Malgré une économie au ralenti, un vieillissement de la population et des salaires grignotés par l'inflation, la stabilité du Japon rassure les grands investisseurs. La remontée du yen face au dollar (le 7 octobre, 1 dollar vaut 148,42 yens) rassure les entreprises japonaises, mais n'entame pas la confiance des investisseurs. Le fond saoudien pense à accroître ses investissements chez Nintendo, pilier mondial du jeu vidéo, dont il possède déjà 8,6 % de parts. L'action de l'entreprise japonaise a bondi de plus de 5 % au début de ce mois. Mais pas question, pour le nouveau gouvernement japonais, de subir de trop grandes et brutales fluctuations du yen. Le nouveau ministre des Finances japonais, Katsunobu Kato promet de surveiller ces fluctuations, pour éviter un plongeon de l'économie.
Les autres expatriés profitent aussi de leur devise plus forte pour investir, notamment dans l'immobilier. Un nombre croissant d'étrangers se dirigent vers les akiya, ces maisons abandonnées vendues à très faible prix (on trouve des maisons à moins de 5 000 dollars). Le coût des travaux peut néanmoins rapidement dépasser les 100 000 dollars, selon l'état de délabrement de la maison. Avoir une monnaie plus forte que le yen permet donc de réaliser des bénéfices. Les expatriés payés dans une devise plus forte que le yen bénéficient également d'une hausse de leur pouvoir d'achat.
Fluctuation des devises et expatriation : comment limiter les pertes ?
L'expatrié n'est pas tenu de clôturer le compte bancaire de son pays d'origine. En revanche, il doit informer son établissement bancaire qu'il a ouvert un autre compte à l'étranger. Limiter les pertes commence par éviter de rapatrier toutes ses économies dans le pays d'accueil.
En cas d'immigration dans un pays sujet à d'importantes crises financières (ou instable politiquement), il convient de redoubler de prudence, surtout si les salaires sont versés dans la monnaie locale. Il est donc indispensable de vérifier la volatilité monétaire du futur pays de résidence. Certains États, comme l'Argentine, ont connu plusieurs crises financières. Les monnaies turques et égyptiennes sont également à risque, menacées par une inflation galopante.
Attention aux crédits en cours dans le pays d'origine, surtout si la monnaie est plus forte que celle du pays d'accueil.

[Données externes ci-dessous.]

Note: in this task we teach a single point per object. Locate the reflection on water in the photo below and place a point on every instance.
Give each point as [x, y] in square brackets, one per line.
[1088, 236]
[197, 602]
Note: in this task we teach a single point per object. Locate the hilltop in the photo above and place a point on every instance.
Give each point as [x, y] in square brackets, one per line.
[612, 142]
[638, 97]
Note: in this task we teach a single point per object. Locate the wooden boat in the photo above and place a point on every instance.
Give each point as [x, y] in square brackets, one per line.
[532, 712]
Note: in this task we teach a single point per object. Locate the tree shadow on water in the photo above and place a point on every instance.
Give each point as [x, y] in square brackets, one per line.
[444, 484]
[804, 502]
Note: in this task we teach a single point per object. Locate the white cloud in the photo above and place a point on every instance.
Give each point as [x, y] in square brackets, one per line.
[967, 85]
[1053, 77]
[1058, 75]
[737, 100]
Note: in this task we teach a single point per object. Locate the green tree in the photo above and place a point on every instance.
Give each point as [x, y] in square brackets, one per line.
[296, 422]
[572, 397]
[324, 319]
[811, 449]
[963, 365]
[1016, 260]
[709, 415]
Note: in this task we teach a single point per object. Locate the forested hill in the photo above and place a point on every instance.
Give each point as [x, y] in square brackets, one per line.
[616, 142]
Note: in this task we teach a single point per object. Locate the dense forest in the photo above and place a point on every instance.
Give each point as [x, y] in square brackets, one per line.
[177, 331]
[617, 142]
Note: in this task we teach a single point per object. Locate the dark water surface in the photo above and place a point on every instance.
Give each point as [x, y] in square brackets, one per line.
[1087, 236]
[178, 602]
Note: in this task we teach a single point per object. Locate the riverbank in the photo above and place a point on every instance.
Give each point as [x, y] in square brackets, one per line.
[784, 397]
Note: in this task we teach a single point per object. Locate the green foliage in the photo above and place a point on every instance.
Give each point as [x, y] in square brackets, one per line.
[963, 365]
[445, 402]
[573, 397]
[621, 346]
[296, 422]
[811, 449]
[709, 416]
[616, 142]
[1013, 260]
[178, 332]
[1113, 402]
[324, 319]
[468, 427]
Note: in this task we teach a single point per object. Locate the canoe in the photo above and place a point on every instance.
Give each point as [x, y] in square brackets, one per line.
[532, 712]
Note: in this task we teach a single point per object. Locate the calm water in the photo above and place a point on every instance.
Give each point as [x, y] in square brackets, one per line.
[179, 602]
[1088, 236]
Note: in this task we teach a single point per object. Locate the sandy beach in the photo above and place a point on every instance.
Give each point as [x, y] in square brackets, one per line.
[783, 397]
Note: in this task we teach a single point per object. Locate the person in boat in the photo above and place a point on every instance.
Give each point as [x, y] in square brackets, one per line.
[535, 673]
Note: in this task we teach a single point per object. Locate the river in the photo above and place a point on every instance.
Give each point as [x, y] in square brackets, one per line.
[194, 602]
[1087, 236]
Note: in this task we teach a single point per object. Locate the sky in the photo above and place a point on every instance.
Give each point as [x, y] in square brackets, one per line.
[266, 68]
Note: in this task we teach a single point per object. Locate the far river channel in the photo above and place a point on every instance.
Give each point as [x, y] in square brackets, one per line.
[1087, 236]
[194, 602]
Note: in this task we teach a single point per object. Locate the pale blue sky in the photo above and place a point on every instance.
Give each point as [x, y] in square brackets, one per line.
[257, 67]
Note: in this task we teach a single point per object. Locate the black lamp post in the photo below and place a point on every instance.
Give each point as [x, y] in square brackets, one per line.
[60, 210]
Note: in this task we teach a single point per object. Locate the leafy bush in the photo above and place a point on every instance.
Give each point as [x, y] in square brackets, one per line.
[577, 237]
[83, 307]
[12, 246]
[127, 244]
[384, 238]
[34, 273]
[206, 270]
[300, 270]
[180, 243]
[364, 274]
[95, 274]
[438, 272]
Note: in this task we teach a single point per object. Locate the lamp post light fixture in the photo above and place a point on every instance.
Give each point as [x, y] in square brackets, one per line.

Mieux vaut rembourser rapidement ses crédits en cours, surtout si l'on réside dans un État instable économiquement. L'instabilité peut d'ailleurs venir du pays d'origine. Attention aussi aux éventuels changements politiques. Une réforme immobilière ou fiscale, par exemple, pourrait impacter les expatriés.
Il est conseillé aux travailleurs étrangers en contrat d'expatriation de prévoir un salaire net de référence pour garantir un revenu fixe, quelle que soit la conjoncture.